The voltage drop indicates that the electrical current is flowing from the engine through various circuits to generate power for lighting, powering interior accessories, and moving parts of the vehicle’s suspension or brakes. The lower this number, the more efficiently your car runs, and if you’ve recently been driving on less than fully charged batteries.

When you first start your car, the battery should have a voltage of about 12 volts. If your battery voltage drops to below nine volts, try the following suggestions:

  • Be sure all accessories are turned off or unplugged before starting the engine; turn headlights and heater on for about 30 seconds with the key in the ignition before trying to start the engine (this will consume some power from the battery). You can also open the door to do this.
  • Check the battery connections and terminals for corrosion or loose wires; clean if necessary before attempting to start.
  • If there is no visible problem with your vehicle’s charging system, you may need to drive around for about 15-20 minutes to recharge batteries enough that they can turn over the engine again.

What causes voltage drop when cranking?

There are a few potential causes of voltage drop while cranking. The most common is the alternator not producing enough voltage to meet the needs of all components in use at once, such as lights and other electrical accessories.

Low-output batteries can also cause this problem, as it’s hard for an engine to turn over without enough power from an electric motor or starter battery.

If your car has been sitting for a long time without being used, there may be corrosion on wires that need to be cleaned before they can adequately conduct electricity.

Finally, if you’ve replaced one battery with another, but neither is fully charged yet (or ever will be), you’ll have voltage drop problems.

To fix all causes of voltage drop when cranking, you need to distinguish which components are drawing power and replace or repair anything that needs replacing or repairing. You might also need to upgrade your alternator.

If you’re not comfortable doing this kind of work yourself, it’s best to take your car to a mechanic and have them diagnose the problem for you. Once they know what’s causing the voltage drop, they’ll be able to provide a solution that will get your car up and running again.

Are 9 volts enough to start a car?

A car battery typically needs 12-14 volts to start, and the voltage from a 9-volt battery won’t get the engine going. A car battery with a reading of 9 volts is considered low, indicating that the battery is weak. This may cause the car to stall when trying to start it. At this point, the battery should be replaced with a new one before any other road trip, or long drive is attempted.

What voltage drop is too low while cranking the engine?

A low voltage drop can indicate a weak or failing battery, a bad alternator, or a problem with the electrical system. If the voltage drop is too low, it can prevent the engine from starting or result in poor performance. Ideally, the voltage drop should not fall below about 12.0 volts for more than a fraction of a second when cranking or starting your engine, and it shouldn’t stay there once you have activated the engine.


The battery is a device used to store energy that supplies electrical power to run your vehicle’s systems while driving and crank the engine. A low voltage drop while driving can result in stalling or a complete loss of power, causing a range of issues.

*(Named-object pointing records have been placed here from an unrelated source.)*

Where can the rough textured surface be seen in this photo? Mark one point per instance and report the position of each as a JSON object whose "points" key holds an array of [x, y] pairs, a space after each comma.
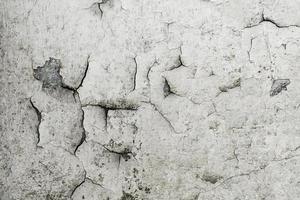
{"points": [[150, 99]]}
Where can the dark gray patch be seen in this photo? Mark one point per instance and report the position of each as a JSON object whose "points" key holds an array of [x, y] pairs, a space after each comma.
{"points": [[211, 178], [279, 85], [49, 73], [127, 196]]}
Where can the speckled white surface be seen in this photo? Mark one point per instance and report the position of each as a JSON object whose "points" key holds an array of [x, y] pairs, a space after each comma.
{"points": [[153, 99]]}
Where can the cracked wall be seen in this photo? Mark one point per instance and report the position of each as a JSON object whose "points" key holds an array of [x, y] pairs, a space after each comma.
{"points": [[138, 99]]}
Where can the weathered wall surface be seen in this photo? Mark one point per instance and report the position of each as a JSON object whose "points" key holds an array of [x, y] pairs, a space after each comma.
{"points": [[150, 99]]}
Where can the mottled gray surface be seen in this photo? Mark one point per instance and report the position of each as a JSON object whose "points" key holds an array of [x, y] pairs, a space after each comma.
{"points": [[150, 99]]}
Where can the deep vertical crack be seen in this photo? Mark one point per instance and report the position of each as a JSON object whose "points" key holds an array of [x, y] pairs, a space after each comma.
{"points": [[162, 115], [85, 72], [134, 75], [83, 136], [39, 115]]}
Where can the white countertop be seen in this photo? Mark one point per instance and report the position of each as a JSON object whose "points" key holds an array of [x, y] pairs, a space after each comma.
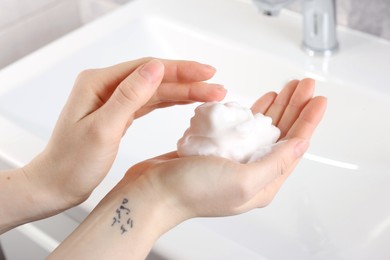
{"points": [[34, 89]]}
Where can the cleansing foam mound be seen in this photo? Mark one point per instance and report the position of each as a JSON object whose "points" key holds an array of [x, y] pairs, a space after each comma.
{"points": [[228, 130]]}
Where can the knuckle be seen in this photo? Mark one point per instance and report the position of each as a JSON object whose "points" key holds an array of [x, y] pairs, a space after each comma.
{"points": [[282, 166], [245, 188], [126, 94], [86, 74]]}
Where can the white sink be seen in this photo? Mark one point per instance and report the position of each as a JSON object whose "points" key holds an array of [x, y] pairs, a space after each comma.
{"points": [[335, 206]]}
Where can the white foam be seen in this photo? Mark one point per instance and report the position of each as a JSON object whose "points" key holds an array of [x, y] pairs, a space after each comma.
{"points": [[228, 130]]}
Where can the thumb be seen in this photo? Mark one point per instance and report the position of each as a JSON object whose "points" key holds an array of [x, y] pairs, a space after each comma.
{"points": [[279, 162], [132, 93]]}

Scheduling a regular appointment with your mechanic is the best way to stay updated on the health of your battery and electrical system. This way, they can check the health of your battery and ensure everything is running smoothly. They will also be able to fix any potential problems before they cause an issue down the road, thus keeping your car protected, and allowing you to avoid an unexpected breakdown.

About the author, Phil Borges

Phil Borges is a battery aficionado. He's written extensively about batteries, and he loves nothing more than discussing the latest innovations in the industry. He has a deep understanding of how batteries work, and he's always on the lookout for new ways to improve their performance.